The legislature should authorize a new, independent, self-funded corps of misdemeanor bounty hunters. By simply amending the existing laws to allow “bounty hunters” to recover one-half of the fines levied, Oregon could create a cadre of good citizens willing to enforce the very laws that Oregon’s policy makers have said are important for the safety of our handicapped and to ensure access to public activities by those same handicapped Oregonians. Of course, the fines for handicap parking violations probably ought to be increased to the same level as littering (up from $1000 to $6250) to recognize that people are at least as important as candy wrappers and Big Gulp containers.

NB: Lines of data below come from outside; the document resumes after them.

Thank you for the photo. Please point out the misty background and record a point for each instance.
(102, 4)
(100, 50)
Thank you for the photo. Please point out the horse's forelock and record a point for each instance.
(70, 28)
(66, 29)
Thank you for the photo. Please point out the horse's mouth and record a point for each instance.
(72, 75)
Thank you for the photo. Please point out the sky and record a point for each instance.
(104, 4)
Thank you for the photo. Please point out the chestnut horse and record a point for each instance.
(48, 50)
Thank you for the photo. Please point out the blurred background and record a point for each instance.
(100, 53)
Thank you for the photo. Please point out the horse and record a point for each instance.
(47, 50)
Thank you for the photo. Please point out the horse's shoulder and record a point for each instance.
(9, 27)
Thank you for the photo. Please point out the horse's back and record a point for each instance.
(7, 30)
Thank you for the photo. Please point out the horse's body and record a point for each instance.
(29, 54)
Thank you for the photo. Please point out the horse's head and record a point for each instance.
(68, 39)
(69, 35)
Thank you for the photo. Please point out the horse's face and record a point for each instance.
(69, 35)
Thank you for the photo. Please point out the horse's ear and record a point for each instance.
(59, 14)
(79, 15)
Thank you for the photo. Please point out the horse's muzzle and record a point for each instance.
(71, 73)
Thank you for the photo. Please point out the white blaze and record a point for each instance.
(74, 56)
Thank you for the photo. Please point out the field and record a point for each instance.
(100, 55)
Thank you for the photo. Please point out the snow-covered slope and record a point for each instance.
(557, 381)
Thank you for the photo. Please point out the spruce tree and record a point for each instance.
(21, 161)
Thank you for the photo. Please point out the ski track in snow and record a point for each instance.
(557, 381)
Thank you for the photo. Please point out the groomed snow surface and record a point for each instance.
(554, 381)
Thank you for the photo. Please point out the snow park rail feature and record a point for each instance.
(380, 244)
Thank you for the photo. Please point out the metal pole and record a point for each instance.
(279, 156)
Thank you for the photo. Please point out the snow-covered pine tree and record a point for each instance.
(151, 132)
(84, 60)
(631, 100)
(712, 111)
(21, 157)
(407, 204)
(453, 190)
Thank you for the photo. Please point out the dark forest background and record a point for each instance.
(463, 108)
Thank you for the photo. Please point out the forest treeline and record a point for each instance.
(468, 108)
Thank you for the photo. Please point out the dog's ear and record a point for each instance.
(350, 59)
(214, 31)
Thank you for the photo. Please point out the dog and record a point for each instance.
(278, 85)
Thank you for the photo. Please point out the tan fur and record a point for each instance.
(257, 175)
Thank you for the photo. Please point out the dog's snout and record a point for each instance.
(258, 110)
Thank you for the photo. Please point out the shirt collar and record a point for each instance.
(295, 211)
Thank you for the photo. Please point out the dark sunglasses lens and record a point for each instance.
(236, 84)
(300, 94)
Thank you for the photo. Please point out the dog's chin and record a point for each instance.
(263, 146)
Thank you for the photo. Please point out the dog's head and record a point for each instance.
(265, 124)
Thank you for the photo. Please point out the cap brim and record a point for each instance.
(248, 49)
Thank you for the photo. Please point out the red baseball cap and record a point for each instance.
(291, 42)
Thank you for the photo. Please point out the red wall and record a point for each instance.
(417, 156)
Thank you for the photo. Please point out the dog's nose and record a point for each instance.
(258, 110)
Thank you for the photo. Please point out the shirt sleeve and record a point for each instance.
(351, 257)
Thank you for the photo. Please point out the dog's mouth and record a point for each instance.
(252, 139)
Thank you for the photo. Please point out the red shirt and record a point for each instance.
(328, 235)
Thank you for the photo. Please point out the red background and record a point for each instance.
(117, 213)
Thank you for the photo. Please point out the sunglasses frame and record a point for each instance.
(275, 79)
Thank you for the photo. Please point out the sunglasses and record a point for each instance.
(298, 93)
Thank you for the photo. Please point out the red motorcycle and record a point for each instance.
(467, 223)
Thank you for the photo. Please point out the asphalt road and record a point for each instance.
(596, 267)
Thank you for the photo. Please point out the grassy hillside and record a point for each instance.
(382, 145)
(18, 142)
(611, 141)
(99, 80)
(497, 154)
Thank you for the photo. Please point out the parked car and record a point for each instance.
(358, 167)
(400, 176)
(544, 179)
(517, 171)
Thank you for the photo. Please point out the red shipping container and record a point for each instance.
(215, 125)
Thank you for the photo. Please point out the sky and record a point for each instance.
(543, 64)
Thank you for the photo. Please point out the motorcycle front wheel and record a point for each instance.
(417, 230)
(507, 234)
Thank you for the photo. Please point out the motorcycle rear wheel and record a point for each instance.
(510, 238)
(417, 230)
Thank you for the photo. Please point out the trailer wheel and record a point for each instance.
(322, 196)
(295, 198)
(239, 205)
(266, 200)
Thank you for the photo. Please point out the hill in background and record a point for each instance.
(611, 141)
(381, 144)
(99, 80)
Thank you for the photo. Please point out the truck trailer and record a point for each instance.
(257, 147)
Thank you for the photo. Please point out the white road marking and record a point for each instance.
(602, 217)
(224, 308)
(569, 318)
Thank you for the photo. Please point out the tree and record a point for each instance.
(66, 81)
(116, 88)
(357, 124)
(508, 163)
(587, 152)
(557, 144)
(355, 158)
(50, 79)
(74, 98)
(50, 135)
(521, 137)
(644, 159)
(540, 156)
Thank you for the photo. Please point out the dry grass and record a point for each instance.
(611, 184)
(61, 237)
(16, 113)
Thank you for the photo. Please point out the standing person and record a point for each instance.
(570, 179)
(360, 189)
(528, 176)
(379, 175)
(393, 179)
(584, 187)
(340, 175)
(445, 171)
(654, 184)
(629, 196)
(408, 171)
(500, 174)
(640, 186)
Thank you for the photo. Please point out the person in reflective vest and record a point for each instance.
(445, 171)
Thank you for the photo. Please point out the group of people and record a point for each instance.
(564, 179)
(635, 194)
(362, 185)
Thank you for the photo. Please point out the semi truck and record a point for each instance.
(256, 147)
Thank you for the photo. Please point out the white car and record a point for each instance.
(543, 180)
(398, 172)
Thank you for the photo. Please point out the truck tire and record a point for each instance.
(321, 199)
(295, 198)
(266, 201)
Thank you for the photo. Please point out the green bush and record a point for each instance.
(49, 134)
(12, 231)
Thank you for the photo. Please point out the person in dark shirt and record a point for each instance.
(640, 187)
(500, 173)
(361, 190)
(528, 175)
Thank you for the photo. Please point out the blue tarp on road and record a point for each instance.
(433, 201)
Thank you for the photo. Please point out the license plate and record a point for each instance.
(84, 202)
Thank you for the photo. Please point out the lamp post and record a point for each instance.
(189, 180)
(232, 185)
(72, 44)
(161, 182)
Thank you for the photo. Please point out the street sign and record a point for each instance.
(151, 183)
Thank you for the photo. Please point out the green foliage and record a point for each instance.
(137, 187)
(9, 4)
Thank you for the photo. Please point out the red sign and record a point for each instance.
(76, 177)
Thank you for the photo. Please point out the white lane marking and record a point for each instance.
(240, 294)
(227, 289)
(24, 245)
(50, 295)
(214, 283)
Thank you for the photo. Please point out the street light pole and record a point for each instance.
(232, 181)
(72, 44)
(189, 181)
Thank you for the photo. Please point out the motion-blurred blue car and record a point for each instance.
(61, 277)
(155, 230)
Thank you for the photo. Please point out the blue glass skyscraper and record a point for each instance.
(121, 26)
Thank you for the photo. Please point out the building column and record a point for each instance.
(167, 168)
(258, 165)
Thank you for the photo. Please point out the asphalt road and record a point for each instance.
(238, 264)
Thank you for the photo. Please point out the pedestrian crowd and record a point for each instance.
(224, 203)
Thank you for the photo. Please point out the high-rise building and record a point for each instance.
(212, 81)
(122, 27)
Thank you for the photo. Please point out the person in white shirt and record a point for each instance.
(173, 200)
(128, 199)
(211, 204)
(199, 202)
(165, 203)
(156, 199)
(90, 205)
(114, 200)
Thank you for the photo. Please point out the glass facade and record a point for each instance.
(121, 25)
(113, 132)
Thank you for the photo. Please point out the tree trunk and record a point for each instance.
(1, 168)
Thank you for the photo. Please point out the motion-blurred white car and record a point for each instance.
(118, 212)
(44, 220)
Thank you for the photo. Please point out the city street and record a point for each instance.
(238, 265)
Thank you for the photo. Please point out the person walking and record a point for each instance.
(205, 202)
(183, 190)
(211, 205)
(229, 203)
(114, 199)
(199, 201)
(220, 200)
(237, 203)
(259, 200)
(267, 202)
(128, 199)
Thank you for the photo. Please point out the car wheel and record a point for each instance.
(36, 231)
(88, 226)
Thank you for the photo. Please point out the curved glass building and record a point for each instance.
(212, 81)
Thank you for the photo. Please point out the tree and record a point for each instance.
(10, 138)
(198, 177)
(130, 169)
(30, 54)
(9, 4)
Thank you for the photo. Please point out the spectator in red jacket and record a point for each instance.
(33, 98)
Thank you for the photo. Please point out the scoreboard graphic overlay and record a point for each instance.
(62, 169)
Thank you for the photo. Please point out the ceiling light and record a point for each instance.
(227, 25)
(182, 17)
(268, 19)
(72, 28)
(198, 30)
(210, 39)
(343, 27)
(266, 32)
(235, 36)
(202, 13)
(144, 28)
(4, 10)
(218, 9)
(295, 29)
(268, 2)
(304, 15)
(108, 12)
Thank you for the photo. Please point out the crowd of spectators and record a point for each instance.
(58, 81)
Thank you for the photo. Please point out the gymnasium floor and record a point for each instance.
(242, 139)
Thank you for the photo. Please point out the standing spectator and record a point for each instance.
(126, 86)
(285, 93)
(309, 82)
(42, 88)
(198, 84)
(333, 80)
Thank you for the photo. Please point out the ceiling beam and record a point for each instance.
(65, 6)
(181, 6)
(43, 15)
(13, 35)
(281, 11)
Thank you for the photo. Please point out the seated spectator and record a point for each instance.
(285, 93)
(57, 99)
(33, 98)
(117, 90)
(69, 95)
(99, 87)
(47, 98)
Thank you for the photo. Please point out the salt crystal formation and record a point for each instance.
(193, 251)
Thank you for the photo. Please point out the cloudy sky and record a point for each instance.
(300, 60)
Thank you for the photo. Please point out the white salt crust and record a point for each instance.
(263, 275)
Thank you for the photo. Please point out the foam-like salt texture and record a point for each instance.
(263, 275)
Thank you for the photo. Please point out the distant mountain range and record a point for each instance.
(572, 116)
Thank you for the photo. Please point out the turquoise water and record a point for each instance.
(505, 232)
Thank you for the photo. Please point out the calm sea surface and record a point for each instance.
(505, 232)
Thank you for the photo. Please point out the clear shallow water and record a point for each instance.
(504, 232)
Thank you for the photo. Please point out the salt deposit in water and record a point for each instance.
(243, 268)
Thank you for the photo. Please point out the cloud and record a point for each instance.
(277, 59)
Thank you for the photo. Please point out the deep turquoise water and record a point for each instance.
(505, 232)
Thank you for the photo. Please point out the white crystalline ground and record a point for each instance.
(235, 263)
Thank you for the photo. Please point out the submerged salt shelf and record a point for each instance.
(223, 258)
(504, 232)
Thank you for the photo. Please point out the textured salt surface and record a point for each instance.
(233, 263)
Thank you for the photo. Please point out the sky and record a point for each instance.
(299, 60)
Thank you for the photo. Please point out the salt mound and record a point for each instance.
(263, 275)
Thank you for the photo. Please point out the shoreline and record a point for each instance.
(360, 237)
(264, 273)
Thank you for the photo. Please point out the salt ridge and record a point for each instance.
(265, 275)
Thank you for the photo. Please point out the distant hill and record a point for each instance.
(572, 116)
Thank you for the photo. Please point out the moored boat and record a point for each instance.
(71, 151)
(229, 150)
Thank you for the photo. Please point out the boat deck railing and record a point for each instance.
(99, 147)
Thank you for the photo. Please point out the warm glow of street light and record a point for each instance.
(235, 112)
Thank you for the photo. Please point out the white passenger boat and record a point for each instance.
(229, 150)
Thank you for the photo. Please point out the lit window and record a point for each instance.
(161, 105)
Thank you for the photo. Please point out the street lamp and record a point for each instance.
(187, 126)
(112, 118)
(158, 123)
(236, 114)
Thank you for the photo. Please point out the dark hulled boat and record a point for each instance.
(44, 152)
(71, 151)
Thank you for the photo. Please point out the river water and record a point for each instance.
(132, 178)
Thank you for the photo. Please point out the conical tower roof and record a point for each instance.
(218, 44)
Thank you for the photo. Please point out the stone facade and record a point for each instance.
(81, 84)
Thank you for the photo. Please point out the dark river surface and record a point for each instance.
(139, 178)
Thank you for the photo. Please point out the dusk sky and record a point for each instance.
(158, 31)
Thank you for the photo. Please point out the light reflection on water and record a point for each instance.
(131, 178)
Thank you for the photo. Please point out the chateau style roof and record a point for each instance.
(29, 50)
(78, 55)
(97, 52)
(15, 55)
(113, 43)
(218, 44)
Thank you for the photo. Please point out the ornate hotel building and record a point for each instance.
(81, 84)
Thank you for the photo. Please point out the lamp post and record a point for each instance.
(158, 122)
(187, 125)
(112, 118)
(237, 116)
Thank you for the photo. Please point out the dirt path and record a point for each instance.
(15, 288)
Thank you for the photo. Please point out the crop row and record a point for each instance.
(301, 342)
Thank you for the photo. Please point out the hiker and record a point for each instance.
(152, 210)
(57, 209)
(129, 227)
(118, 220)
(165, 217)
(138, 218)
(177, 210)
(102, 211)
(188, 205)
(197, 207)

Just think of the opportunities. You’re sitting in the parking lot at Target thinking about dinner and a movie but knowing that your budget is too tight. Bingo, there goes a guy in Gold’s Gym T-shirt, muscles bulging, and making the high-climb alone into an SUV parked in a handicap spot –sure he has a handicap sticker but so does everybody else and there isn’t anyone with a handicap in the vehicle. Grab the smart phone, start the video showing the offenders face, license plate, and a cab empty but for him. Then click/click an email to the Oregon State Police and you are $3,125 richer. (For those of you forced to endure a teachers union led education in the Portland public schools, $3,125 is one-half of the $6,250 fine proposed above.) In fact, some enterprising fourteen-year old can probably cobble together an app that lets you do all of this and order the pizza and the movie tickets right from the same app.
This is a liberal’s dream solution. First and most important, the increased revenues give government more opportunity to waste money. Second, it does not require any active law enforcement participation (we don’t want to put more officers on the street for fear of offending some special interest group). Third, it encourages busybodies to tell others what to do. Fourth, it encourages citizens to “spy” on each other – we could even call these volunteers something like “the Red Brigade.”
And fifth, it creates the kind of jobs liberals love – show up when you want, quit when you want, and drink and smoke when you want without fear of supervisors. It would be like a progressive’s utopia – well, like a Portland.
Or, you could simply enforce the laws you have already passed and clear the decks of the cheaters, malingerers, and free-ride remoras. But that would alienate a goodly portion of the liberals’ voting base.